Le costume des hommes est plus riche et plus varié que celui des femmes. Un individu qui toute la semaine n’a pour tout vêtement qu’un calsonero blanc et le sarapé (manteau), porte le dimanche des costumes chamarrés d’argent qui lui coûtent jusqu’à six et huit cents francs. Le pantalon blanc est de rigueur ; il est recouvert d’un autre pantalon de peau, ouvert sur le côté et de haut en bas, et orné d’une rangée de boutons en argent. Une ceinture en crêpe de Chine entoure le corps ; la veste est en peau de cerf ou en velours avec broderies d’argent. Le sombrero (chapeau) est à larges bords ; il est en paille ou en feutre et décoré d’une torsade très-épaisse en velours noir ou en argent et or. Le sarapé est bariolé de couleurs tranchantes et de dessins variés. Les hommes, ainsi que les femmes, ont un talent particulier pour se draper avec grâce dans le sarapé : l’individu le plus ordinaire a l’air, sous son manteau, d’un gentilhomme.

Le coup d’œil seul de cette promenade et de ces costumes si variés me faisait oublier les ennuis du voyage, et m’a laissé un souvenir qui ne s’effacera plus.

Dans le centre de la ville, ou la ville basse, une grande place publique, connue sous le nom de place de la Constitution, sert à la promenade des soirées pendant la semaine.

Le plus bel ornement de cette place est l’église paroissiale de la capitale. Elle a été construite d’après les dessins et sous la direction de l’architecte Nava, en 1764, avec des fonds qui provenaient des mines de Santa-Eulalia : on préleva un réal par marc d’argent extrait de ces mines pendant soixante-deux ans. Cette contribution dura jusqu’en 1789 et produisit huit cent mille piastres.

Le portail donne sur la place et a un aspect noble et grand ; les deux tours ont une hauteur égale qui domine l’église de 31 varas espagnols et demi, et comme l’église s’élève à 21 varas au-dessus du niveau de la place, la hauteur totale est de 52 varas et demi. Outre les deux tours, une magnifique coupole orne le milieu du monument et donne à l’ensemble une forme gracieuse. L’intérieur se compose de trois nefs d’ordre dorique.

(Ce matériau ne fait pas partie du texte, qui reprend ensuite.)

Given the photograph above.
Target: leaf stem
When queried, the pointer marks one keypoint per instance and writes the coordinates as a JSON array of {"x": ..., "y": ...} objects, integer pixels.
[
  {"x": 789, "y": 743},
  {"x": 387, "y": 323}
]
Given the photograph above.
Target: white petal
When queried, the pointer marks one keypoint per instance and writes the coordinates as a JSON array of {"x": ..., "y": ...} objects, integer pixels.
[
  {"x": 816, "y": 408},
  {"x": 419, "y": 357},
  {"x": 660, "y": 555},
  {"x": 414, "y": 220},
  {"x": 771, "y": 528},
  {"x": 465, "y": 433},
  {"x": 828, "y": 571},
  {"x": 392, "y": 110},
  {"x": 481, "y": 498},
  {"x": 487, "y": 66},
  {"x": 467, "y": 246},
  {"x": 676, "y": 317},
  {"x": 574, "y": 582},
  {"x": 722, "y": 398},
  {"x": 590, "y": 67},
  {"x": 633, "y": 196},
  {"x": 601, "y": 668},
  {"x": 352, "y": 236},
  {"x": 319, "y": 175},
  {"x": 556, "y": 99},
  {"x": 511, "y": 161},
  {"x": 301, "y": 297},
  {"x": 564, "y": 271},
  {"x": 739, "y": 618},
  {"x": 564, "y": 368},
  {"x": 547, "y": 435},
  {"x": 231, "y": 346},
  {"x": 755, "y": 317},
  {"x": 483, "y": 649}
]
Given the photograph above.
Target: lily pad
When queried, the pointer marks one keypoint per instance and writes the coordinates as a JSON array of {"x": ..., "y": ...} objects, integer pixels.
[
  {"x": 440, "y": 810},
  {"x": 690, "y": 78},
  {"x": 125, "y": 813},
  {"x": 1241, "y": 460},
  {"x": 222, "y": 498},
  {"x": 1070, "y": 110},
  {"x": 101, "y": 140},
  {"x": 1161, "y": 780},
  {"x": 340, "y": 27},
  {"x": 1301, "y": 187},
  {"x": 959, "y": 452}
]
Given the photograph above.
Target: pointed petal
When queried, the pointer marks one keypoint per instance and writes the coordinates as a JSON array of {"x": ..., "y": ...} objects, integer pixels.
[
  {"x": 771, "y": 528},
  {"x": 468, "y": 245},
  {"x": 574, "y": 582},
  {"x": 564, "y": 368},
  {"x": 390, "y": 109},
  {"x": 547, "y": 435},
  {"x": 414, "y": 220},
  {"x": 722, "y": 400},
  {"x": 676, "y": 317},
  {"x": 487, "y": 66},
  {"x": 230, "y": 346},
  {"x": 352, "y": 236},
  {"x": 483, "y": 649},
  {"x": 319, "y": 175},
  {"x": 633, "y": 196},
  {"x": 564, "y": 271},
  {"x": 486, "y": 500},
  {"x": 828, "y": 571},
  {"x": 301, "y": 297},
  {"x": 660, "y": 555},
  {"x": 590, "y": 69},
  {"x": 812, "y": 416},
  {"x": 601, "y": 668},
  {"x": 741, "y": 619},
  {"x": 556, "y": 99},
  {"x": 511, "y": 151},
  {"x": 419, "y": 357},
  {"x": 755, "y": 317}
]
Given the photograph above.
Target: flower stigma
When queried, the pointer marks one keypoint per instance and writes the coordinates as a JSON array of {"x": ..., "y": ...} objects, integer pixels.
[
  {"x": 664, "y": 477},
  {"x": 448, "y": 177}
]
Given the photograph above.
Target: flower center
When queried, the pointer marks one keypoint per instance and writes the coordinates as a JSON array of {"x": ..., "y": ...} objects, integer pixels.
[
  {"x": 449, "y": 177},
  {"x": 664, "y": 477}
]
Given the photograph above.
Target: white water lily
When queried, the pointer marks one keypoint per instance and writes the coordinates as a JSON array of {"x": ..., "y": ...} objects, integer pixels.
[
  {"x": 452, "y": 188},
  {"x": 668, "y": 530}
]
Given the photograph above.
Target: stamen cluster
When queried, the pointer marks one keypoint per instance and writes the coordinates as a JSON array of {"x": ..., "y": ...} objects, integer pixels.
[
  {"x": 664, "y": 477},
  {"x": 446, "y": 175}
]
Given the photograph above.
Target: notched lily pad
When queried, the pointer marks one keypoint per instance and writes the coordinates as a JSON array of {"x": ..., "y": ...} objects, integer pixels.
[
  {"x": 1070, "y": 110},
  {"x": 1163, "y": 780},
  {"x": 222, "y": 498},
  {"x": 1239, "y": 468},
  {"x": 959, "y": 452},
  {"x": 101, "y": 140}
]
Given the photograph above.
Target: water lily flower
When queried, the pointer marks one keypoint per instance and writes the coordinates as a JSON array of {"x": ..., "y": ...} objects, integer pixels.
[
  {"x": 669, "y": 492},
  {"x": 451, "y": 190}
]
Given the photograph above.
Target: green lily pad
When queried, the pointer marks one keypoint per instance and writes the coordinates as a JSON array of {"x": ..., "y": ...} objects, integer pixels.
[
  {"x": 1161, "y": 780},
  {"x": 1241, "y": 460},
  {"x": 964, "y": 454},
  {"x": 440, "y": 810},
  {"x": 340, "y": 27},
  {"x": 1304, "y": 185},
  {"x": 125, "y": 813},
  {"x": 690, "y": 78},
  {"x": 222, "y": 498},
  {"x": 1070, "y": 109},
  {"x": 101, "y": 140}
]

Du côté opposé à l’est de l’église se trouve le palais du Congrès, qui n’a qu’un rez-de-chaussée. Sa façade est ornée de colonnes. Le toit forme terrasse ; au milieu s’élève un grand mât où l’on hisse le drapeau national dans certaines circonstances. Une petite sculpture représente un soleil, pour faire allusion à la lumière qui doit éclairer les législateurs.

Une fontaine en forme de pyramide s’élève au milieu de la place.

  1. Le vara équivaut à un mètre quarante-cinq centimètres.